Police are investigating the picture, which was posted on Twitter by the north-west branch of National Action with the caption: “Oy Vey, such horrors. Dem bois were recently on tour in Germania.”

The image showed two men raising their right arms in a Nazi salute and holding the group's flag, while writing on the photo pointed to “meat hooks” on the wall, with a smiley face and National Action's logo.

The group claimed it was taken this year at Buchenwald, which was one of the first and largest concentration camps founded by the Nazis on German soil.

Survivors of the Buchenwald concentration camp, liberated by the American troops of the 80th Division in 1945
Survivors of the Buchenwald concentration camp, liberated by the American troops of the 80th Division in 1945 (Getty Images)

More than 56,000 prisoners died in mass killings, starvation and inhuman experiments at the camp, which was used for groups including political prisoners, Jehovah's Witnesses, homosexuals, Jews, the ill and disabled, and prisoners of war.

Much of Buchenwald, near Weimar, has been destroyed but the remains are used as a museum and memorial visited by hundreds of thousands of people every year.

Local authorities believe the National Action photo was taken during public opening hours, in the basement where victims' bodies were collected before cremation.

SS officers also used the hooks on the wall to hang more than 1,100 men, women and children, Bild reported.

Dr Volkhard Knigge, the director of the memorial, told the newspaper National Action's photo was an insult to the Buchenwald's 280,000 inmates, including British servicemen.

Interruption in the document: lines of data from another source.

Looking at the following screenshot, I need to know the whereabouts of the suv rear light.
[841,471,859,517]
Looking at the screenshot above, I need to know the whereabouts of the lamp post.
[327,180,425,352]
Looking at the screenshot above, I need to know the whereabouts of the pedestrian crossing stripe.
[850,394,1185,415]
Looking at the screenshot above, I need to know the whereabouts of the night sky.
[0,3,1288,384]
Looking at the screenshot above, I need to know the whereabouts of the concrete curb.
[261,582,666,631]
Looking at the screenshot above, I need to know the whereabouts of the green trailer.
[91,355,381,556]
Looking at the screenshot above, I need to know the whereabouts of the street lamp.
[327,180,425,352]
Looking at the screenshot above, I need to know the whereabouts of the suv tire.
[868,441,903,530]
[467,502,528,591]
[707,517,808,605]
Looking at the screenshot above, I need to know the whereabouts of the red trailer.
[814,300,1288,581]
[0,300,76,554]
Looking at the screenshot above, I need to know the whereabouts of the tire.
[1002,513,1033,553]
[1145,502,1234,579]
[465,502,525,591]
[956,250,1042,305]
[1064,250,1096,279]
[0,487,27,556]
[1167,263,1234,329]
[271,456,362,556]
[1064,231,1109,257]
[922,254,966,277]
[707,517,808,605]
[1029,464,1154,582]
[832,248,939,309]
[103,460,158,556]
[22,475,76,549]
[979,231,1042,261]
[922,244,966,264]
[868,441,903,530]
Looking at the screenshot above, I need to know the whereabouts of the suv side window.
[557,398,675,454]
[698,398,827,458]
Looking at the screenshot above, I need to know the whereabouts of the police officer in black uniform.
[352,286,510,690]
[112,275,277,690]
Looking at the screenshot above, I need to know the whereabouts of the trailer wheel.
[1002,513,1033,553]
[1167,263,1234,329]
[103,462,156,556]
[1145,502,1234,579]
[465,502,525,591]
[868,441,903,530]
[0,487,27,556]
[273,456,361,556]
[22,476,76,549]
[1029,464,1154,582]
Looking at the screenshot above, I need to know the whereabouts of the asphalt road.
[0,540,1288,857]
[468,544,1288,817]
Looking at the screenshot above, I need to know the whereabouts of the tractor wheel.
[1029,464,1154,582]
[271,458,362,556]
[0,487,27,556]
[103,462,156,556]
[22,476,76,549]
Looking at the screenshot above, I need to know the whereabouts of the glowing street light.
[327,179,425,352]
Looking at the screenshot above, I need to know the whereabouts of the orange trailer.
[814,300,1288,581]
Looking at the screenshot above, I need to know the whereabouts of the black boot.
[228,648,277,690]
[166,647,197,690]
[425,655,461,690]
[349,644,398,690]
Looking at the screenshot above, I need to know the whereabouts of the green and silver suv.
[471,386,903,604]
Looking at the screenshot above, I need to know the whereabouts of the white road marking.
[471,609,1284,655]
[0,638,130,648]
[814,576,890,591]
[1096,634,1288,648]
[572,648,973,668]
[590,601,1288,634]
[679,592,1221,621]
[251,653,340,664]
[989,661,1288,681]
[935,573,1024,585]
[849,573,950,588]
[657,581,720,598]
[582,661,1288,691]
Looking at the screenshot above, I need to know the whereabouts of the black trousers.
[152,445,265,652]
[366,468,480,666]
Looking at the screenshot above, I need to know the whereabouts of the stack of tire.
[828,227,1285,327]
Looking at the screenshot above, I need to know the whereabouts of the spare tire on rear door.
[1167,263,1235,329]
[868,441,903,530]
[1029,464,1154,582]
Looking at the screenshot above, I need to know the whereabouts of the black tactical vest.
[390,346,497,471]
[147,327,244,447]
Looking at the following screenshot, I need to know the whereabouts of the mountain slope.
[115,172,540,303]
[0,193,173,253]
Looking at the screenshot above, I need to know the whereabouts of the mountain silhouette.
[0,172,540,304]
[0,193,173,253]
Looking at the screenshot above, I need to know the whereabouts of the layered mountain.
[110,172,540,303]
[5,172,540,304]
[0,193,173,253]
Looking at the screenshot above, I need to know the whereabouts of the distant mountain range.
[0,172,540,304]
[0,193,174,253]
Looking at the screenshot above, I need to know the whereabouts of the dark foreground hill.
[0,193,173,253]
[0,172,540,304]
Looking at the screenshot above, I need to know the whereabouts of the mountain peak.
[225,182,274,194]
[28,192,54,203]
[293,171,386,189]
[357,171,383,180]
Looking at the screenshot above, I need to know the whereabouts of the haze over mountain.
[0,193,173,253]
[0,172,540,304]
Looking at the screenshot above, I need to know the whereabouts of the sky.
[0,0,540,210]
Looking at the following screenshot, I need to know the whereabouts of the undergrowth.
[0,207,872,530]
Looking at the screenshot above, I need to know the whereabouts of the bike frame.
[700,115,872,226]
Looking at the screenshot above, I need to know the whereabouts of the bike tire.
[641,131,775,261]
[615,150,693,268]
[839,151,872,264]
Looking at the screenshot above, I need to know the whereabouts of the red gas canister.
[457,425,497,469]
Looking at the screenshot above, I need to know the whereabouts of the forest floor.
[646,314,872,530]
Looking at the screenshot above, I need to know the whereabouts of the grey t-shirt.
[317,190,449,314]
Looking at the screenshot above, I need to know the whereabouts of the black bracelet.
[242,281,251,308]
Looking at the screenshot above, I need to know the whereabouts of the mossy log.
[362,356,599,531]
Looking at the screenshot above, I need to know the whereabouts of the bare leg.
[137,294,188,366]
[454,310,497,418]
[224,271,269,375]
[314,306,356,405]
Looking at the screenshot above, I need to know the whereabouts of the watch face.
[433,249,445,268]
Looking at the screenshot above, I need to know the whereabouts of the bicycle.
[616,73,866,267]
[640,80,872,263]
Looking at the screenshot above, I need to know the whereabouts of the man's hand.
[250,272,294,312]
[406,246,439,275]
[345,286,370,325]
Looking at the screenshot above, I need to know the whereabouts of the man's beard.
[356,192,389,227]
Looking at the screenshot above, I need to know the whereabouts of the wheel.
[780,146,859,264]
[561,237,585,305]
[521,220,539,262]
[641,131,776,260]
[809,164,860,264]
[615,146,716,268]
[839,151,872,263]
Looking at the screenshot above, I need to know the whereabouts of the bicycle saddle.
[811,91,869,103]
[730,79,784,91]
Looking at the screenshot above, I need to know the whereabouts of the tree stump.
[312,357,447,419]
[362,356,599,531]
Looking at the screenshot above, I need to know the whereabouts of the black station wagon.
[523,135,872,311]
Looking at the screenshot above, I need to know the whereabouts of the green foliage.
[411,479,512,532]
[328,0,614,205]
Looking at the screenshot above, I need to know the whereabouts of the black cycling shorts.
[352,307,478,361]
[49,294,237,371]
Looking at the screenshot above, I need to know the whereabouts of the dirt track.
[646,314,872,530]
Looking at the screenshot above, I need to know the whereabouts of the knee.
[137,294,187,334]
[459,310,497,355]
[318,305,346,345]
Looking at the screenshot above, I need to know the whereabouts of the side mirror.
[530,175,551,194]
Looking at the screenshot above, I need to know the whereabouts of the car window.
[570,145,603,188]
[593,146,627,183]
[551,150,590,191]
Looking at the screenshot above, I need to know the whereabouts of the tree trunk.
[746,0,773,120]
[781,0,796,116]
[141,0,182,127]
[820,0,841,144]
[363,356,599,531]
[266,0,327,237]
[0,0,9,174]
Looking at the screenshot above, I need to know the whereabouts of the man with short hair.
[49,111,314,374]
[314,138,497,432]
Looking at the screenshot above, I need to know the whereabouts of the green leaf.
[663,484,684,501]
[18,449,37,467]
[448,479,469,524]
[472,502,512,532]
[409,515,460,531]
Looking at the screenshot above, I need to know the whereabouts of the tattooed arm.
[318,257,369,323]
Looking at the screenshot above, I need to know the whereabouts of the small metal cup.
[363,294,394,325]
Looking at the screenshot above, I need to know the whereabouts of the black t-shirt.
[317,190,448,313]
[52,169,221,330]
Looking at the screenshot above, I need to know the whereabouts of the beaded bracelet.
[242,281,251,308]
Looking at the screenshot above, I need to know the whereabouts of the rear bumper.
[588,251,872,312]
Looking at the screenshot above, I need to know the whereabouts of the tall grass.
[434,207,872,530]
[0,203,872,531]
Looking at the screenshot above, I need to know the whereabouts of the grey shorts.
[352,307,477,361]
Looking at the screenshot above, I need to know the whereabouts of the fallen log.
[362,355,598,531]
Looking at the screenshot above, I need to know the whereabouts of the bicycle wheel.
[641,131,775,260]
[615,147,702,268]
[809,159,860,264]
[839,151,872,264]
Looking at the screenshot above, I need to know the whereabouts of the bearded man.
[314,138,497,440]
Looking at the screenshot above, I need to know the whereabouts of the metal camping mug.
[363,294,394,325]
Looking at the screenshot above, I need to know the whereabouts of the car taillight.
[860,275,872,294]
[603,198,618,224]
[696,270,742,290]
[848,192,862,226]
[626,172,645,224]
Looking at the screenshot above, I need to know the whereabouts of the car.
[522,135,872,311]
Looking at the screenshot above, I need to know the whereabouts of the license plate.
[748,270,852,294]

"Like other locations of Nazi crimes, the crematorium in the Buchenwald memorial is carefully supervised," he added.

"The likelihood of being caught in the act of the actions depicted in the photo is particularly high.

"It is therefore assumed that the perpetrators did not act spontaneously, but had planned in advance and were well-prepared."

Police in Weimar said they take such events "very seriously" and were trying to identify the suspects, whose faces are blurred in the photo.

It is among a host of anti-Semitic social media posts by National Action, which was founded in 2013 and describes itself as a "National Socialist youth organisation".

Supporters have marched in Newcastle with banners reading "Hitler was right" and the phrase is frequently repeated on the group's Twitter accounts along with the slogan "Britain is ours, the rest must go".

It has used the platform to call for a ”white jihad“ and ”crusade“ in Britain, as well as urging followers to "kick racism back into football" and go "paedophile hunting".

At a protest in Rochester last month, a National Action member used a megaphone to claim that "illegal aliens" were being brought to the UK by "Jewish supremacists" and that the refugee crisis was part of an international Marxist conspiracy.

"These people come here from North Africa, they come here from the Middle East in this Marxist revolution," he said.

"Its entire purpose is our annihilation and the creation of a coffee-coloured people who will take over."

The group was named as the "most organisationally sophisticated neo-Nazi group" in the UK, in Hope Not Hate's 2016 report and several of its supporters have been arrested, including a member jailed in 2014 for sending an anti-Semetic tweet to an MP.

Greater Manchester Police has not yet responded to The Independent's request for a comment.